Galerie Perrotin (Paris) is presenting a double solo project featuring new works by artist JR and a series of never exhibited before photographs by Man Ray in collaboration with Galerie 1900-2000 (Paris).
JR creates monumental photographs that he pastes around the world, infiltrating urban space with anonymous portraits, witnesses of the present and the past. He reveals art by action, displaying his gigantic prints over the suburban buildings of Paris, on walls in the Middle East , in the United States, in favelas in Brazil or on broken bridges in Africa, on the facade of Tate Modern in London…
Photographs from 3 different series by JR are displayed at Paris Photo, Los Angeles 2013:
The Unframed series is a first in JR’s career: he previously worked with his own photographs, but this time he has immersed himself in the collections of the Lausanne Musée de l’Élysée. By reinterpreting and taking the works out of context, he gives the photographs a new meaning and allows us to revisit works by Man Ray, Robert Capa, Gilles Caron, Helen Levitt, Mario Giacomelli, as well as anonymous photographers. Reframed and stretched on the outdoor facades that serve as exhibition walls, the city is transformed into a gigantic open-sky museum.
The Wrinkles of the City is a world-scale project aimed to be presented in various cities around the world (Cartagena, Havana, Shanghai…) where human wrinkles as well as architectural, can be found. For this project in Los Angeles, JR wishes to oppose the crow’s-feet of older people living in LA and the marks of their past with the image of perfection or regenerated beauty in the XXIst century. With this approach, the most interesting part of the project is to spread these wrinkled portraits in the city, using the gigantic urban development as a huge canvas.

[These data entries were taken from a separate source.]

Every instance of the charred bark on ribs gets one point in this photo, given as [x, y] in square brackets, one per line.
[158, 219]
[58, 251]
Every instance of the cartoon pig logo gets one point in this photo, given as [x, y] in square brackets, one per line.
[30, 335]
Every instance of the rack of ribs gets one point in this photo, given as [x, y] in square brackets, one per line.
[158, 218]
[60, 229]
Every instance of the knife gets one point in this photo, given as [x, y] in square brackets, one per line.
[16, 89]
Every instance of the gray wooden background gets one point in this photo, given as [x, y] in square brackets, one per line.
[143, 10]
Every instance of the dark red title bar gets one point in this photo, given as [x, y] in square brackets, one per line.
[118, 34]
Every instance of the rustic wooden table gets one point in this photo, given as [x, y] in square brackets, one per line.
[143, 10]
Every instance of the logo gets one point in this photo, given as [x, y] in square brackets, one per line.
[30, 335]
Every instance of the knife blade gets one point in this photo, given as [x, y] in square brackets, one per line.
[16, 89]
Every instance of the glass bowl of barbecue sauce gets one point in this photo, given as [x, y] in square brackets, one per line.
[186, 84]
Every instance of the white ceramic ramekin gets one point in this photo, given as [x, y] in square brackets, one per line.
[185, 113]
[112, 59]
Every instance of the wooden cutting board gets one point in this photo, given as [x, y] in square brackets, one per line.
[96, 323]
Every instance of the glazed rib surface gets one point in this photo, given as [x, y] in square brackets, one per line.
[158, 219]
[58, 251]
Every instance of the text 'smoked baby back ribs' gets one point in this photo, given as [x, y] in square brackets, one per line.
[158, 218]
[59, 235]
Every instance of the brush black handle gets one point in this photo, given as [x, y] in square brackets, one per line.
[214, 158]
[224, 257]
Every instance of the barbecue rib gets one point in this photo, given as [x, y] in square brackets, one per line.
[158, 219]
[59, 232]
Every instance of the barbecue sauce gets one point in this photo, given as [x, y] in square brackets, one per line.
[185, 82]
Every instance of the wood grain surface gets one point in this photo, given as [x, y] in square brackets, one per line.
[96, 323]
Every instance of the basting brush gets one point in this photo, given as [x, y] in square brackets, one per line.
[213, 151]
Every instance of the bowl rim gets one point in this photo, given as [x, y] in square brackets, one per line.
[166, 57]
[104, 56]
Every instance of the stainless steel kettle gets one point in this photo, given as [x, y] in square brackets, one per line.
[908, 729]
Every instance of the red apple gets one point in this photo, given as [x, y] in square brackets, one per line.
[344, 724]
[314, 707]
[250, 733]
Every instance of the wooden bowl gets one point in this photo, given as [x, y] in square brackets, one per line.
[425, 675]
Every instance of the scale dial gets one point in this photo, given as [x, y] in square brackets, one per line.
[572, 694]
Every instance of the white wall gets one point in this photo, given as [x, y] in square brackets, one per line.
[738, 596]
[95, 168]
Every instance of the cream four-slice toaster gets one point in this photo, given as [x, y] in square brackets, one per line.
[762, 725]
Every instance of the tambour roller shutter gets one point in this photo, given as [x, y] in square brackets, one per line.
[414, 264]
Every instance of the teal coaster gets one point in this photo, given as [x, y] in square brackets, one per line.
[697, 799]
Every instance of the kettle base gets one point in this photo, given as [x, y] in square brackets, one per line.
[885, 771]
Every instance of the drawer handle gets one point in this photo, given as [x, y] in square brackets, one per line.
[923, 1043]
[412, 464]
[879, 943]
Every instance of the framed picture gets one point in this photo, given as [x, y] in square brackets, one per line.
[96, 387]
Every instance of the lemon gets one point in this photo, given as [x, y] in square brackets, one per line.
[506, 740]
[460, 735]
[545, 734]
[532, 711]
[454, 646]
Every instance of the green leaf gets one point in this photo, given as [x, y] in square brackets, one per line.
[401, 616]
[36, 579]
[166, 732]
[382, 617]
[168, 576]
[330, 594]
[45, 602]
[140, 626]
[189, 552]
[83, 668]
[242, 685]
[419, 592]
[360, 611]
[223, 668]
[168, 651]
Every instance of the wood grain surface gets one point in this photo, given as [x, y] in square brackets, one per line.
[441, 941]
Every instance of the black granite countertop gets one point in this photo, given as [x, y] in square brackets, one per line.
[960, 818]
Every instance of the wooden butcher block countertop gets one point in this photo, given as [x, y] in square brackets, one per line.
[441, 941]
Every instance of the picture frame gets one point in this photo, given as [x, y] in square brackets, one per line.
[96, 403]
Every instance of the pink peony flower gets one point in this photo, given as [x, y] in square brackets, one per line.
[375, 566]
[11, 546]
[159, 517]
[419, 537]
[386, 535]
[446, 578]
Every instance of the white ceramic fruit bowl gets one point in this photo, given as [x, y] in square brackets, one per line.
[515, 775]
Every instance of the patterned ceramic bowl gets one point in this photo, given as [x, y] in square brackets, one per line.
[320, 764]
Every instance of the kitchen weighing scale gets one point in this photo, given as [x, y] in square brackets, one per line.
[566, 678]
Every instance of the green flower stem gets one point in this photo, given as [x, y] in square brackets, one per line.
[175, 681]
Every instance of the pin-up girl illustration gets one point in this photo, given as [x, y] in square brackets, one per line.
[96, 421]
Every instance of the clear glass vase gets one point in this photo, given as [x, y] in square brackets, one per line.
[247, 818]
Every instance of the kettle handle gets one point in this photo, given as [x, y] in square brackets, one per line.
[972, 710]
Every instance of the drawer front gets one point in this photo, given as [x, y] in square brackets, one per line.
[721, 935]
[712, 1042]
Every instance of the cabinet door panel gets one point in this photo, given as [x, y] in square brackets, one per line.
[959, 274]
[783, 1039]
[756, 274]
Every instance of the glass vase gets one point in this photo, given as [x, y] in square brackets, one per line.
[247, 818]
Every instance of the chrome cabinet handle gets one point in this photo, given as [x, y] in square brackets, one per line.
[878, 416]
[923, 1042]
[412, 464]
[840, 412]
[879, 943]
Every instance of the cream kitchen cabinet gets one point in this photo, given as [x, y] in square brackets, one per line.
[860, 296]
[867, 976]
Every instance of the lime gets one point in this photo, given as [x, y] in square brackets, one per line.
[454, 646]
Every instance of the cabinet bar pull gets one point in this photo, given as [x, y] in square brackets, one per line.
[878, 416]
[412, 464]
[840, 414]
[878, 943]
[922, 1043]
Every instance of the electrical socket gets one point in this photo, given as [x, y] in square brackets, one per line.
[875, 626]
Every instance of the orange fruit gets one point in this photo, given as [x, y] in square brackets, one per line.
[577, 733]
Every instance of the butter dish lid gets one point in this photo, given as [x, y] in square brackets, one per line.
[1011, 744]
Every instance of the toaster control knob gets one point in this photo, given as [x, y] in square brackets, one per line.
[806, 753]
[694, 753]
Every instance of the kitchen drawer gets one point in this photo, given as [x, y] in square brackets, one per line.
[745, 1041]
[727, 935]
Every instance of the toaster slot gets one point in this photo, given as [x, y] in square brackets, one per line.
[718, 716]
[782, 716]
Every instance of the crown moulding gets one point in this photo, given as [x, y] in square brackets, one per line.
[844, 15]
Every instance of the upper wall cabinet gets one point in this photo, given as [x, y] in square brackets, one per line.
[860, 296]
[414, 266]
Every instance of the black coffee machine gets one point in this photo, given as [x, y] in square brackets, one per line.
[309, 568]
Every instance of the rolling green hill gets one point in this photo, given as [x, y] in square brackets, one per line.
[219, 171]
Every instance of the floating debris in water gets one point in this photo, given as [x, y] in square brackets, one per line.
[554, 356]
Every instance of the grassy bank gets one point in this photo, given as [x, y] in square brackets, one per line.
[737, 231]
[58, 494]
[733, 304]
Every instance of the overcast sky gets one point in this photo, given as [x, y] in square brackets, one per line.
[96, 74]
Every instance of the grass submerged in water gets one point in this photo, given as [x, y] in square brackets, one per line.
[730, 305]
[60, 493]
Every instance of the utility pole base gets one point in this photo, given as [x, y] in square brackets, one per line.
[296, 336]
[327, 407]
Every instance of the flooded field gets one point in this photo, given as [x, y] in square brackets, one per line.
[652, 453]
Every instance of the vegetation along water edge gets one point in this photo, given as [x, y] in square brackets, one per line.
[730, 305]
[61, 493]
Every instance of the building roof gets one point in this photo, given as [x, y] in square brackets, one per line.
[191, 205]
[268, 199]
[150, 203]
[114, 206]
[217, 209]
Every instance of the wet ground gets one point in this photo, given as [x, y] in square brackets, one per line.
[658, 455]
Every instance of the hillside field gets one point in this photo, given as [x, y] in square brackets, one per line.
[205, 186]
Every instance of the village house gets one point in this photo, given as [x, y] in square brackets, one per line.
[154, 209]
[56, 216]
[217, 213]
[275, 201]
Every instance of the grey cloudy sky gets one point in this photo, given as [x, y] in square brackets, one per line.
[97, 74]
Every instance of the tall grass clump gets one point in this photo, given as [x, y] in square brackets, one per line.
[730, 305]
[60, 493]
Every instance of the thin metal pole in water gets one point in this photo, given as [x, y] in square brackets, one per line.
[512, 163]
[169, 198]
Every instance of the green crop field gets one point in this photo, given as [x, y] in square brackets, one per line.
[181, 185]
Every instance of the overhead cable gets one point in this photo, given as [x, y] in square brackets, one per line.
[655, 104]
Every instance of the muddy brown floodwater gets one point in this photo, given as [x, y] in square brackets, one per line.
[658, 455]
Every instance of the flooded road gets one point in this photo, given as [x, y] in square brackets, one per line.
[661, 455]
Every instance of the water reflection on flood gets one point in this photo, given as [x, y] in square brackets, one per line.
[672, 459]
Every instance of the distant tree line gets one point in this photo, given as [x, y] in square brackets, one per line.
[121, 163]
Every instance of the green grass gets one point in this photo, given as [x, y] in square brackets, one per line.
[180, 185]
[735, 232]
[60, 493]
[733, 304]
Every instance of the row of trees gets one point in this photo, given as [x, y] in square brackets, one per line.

JR received the prestigious TED Prize in 2011 that offered him to make a “wish to change the world”. With the Inside Out Project, JR brings together and prints portraits, as messages of personal identity; he constructively raises questions about the sophisticated contemporary social and human issues inherent to the urban context. Literally, he brings out the inside stories of the city by making them visible and aesthetically engaging through mesmerizing portraiture. On this occasion, photo booths printing large-scale self-portraits were seen in various places of the globe, including Paris (Centre Pompidou & Galerie Perrotin), Arles (Rencontres de la Photographie), Hong Kong (Galerie Perrotin), Tel Aviv or Ramallah.